A contract in insurance is defined as an agreement where one party (the insurer) agrees to indemnify another party (the insured) against loss or damage occurring from specific events in exchange for a premium.
Define 'insurable interest'.
Insurable interest is the financial interest a person has in the subject matter of insurance, whereby the insured would suffer a financial loss from its damage or destruction.
What is the principle of 'utmost good faith'?
Utmost good faith is a legal principle requiring both the insurer and the insured to act with the highest level of honesty and to fully disclose all material facts in the insurance contract.

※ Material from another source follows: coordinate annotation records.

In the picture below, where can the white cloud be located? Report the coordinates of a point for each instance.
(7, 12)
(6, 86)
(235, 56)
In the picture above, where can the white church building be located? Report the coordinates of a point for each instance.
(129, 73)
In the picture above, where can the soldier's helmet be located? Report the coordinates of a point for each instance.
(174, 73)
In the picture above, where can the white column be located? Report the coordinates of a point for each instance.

What is the definition of 'premium' in insurance?
A premium is the total cost of an insurance policy, calculated as the price of a unit of insurance multiplied by the amount of coverage.
What does the term 'deductible' mean?
A deductible is an agreed specified amount that the insured must pay on a claim before the insurance company will cover the rest of the claim.

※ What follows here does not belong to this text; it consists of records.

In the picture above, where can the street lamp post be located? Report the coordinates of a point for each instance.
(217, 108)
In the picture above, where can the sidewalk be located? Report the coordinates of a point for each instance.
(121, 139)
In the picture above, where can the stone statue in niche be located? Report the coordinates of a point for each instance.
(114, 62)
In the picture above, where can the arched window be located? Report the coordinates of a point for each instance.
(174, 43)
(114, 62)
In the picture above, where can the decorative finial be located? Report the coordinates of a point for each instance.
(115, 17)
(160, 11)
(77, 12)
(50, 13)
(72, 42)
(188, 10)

What is 'subrogation' in insurance?
Subrogation is the legal process by which an insurer, after paying a claim, acquires the right to recover that amount from the party responsible for the loss.
Differentiate between 'direct loss' and 'indirect loss'.
Direct loss refers to damage to or loss of the insured property itself, while indirect loss refers to losses resulting from the direct damage but not caused directly by the peril, such as loss of income.
Define 'coinsurance clause'.
A coinsurance clause is a provision that requires the insured to carry insurance equal to a specified percentage of the value of the property to avoid penalties in losses due to underinsurance.
Explain what 'excess insurance' means.
Excess insurance is a coverage provision that activates after other insurance policies have been exhausted, requiring that the other insurance pays first.
What is 'settlement' in claims processing?
Settlement in claims processing refers to the agreement on the amount to be paid by the insurer to the insured for a claim.